Why we didn't get a malaria vaccine sooner

From my own magazine, Works in Progress, is a long essay on the development of the malaria vaccine. Saloni Dattani, Siddhartha Haria and Rachel Glennerster track how we got to a working malaria vaccine. They detail things like the invention of a machine for mass decapitation of mosquitos (to harvest malaria from their salivary glands, the point at which it is most useful for vaccine production), through the 23 years of trials that were often delayed because of a lack of funding, to where we are today: rolling out tens of millions of doses of a vaccine that reduces child mortality from the disease by more than half, eventually saving tens of millions of lives. They highlight how ‘advance market commitments’ could encourage the development of new vaccines like it for other diseases, by getting governments and NGOs to pledge to buy tens of millions of doses of treatments that don’t yet exist - if someone can create one that works.

Yet Another Amazon Antitrust Paradox

Amazon and other large tech platforms are sometimes accused of being too closed and giving unfair preference to certain products (like their own). But from a consumer perspective Amazon might be \*too\* open, writes Ramsi Woodcock. While platforms’ openness allows them to grow to a gigantic size, it can come at a big cost, as anyone who uses Amazon will know. The site is full of junk products from fake brands, with reviews you can't trust. The curation that Amazon does, like other retailers, is a natural response to the abundance of choice that the open market offers, and naturally makes them smaller as well, since merchants that lose out from the curation will eventually leave the platform. The “paradox” is that measures designed to make Amazon and other platforms more open and neutral might actually reinforce their monopoly positions, by keeping them as large as possible, even if they are worse to use.

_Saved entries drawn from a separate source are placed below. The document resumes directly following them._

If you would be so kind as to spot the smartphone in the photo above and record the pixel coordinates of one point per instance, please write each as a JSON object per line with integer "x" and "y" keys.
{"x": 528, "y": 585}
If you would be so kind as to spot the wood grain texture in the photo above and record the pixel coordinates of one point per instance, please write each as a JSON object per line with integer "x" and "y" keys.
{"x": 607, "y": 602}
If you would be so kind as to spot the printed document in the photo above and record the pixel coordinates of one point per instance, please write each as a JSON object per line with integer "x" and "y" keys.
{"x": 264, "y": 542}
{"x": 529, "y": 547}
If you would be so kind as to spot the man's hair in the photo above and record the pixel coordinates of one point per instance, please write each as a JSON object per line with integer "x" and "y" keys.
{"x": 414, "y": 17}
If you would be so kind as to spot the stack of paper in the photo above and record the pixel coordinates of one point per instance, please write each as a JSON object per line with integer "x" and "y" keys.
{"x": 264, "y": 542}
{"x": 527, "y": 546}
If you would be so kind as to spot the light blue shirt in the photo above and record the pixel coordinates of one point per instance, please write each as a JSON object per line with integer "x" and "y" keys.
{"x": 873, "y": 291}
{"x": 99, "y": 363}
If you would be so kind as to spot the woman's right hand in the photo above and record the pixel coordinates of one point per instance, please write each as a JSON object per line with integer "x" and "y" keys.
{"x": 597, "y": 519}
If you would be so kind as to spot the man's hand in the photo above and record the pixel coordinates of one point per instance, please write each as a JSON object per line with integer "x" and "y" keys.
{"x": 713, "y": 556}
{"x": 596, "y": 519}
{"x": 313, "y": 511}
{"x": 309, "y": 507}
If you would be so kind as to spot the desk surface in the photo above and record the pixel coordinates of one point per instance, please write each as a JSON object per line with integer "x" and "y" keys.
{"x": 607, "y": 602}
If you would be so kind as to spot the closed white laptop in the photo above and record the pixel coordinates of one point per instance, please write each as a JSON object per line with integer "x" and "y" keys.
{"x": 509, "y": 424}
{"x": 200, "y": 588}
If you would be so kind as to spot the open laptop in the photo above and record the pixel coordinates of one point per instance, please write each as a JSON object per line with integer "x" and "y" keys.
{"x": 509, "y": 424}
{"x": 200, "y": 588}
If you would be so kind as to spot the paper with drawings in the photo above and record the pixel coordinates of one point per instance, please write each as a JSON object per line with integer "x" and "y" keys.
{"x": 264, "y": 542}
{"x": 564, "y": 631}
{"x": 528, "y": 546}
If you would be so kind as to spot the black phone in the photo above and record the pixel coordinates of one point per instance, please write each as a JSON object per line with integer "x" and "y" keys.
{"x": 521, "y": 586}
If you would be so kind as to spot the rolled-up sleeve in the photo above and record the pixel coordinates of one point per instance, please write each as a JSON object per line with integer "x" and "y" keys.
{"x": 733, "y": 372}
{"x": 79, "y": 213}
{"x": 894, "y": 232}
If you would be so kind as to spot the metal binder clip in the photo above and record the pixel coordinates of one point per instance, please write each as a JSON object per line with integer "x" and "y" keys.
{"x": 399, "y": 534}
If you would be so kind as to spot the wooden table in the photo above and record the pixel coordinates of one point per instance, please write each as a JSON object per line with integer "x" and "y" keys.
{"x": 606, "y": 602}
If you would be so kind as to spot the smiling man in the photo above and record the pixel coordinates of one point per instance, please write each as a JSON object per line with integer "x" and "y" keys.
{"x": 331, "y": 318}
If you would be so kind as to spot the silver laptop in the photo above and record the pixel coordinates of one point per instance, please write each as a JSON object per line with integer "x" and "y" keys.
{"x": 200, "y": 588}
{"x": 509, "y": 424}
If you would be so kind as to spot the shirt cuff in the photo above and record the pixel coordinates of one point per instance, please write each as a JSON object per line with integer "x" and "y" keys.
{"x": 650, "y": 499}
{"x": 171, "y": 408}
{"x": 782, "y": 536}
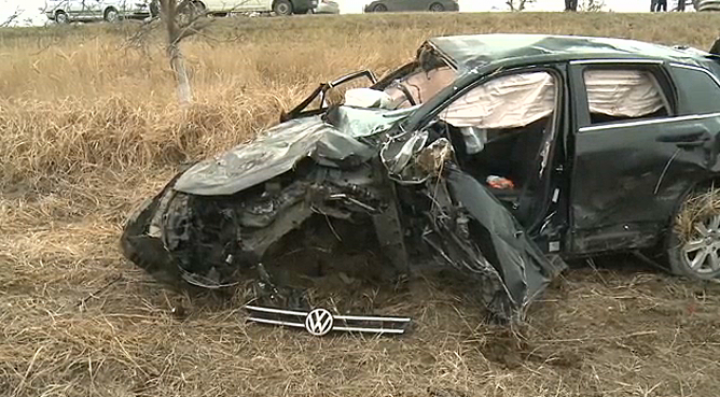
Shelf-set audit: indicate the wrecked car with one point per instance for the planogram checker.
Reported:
(500, 156)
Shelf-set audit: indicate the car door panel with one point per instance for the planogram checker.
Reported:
(628, 177)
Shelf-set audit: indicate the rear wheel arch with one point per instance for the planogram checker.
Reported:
(199, 5)
(283, 7)
(672, 241)
(63, 15)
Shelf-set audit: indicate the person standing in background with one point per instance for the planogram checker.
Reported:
(658, 5)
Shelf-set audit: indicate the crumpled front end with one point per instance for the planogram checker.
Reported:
(221, 221)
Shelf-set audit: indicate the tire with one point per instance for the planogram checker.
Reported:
(154, 8)
(111, 15)
(282, 7)
(200, 8)
(693, 241)
(61, 18)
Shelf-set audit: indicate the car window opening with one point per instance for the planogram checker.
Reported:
(623, 94)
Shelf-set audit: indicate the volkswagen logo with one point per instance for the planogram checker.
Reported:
(319, 322)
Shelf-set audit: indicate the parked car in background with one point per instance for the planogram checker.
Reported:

Historical analogies for large language models

LLMs will do to human writers what freezers did to the ice trade. No, actually – what tractors did for farmers, or maybe what calculators did for accountants. Or how about what mass production did to hand-made goods? Dynomight, one of my favourite Substackers, writes about the many historical analogies we have to choose from, which are so varied that you might end up concluding that such analogising isn’t very useful to begin with.